The last year has seen a massive uptick — under the signs of “carbon debt” and “historical responsibility” and even, in rhetorically extreme cases, “reparations” — in the amount of attention being paid to the problem of inequality between nations, in the context of the global climate policy debate.
Much less systematic attention — again in the context of the global climate policy debate (as opposed to domestic debates, where thanks to the environmental justice movement the topic is very much in play) — has been paid to the problem of inequality within nations. This article, The Greenhouse Development Rights Framework: Drawing attention to inequality within nations in the global climate policy debate, just released by Development and Change (by invitation for special issue on climate change and capitalism), thus begins to fill a very large, and very important hole.
Here’s the abstract:
The urgency of the climate problem seems to require that stringent emissions reductions begin under the political economic institutions that currently exist. Any global climate treaty must, however, at least not make global inequality worse, and ideally should embody desirable principles of justice.
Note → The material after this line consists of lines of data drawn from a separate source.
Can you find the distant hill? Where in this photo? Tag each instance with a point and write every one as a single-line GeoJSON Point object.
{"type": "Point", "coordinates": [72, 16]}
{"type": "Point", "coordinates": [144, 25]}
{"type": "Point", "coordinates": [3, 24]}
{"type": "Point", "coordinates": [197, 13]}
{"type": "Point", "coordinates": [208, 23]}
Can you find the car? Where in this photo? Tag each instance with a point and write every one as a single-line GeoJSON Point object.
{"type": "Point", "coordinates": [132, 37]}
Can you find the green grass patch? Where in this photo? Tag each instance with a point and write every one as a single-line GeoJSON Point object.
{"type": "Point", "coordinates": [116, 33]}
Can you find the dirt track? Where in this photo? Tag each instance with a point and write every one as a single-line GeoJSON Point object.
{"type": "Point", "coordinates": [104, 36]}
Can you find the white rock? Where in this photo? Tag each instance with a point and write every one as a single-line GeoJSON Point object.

The Greenhouse Development Rights framework (GDRs), described briefly here, is a proposal for such a fair division of the burdens of emissions reductions and adaptation to climate change that won’t be avoided, based on an assessment of capacity (ability to pay) and responsibility (contribution to the problem). The GDRs considers both inequality within countries and inequality between countries: national obligations are based on the exemption of poor individuals (under a ‘development threshold’) from global burdens. GDRs accepts the link between ‘development’ and the growth in consumption of the world’s poor majority, an obvious requirement if it is to be taken seriously by Southern governments intent on ‘development as usual’. It also does not directly challenge the institutions of capitalism or the sovereignty of nation states. Nonetheless, in its focus on poor and rich people it is consistent with a class-based rather than nation-based approach to economic justice. We conclude by raising a variety of questions both about the limits of approaches like GDRs, and the need for policies that address climate change even during or after a transition beyond the current global capitalist regime.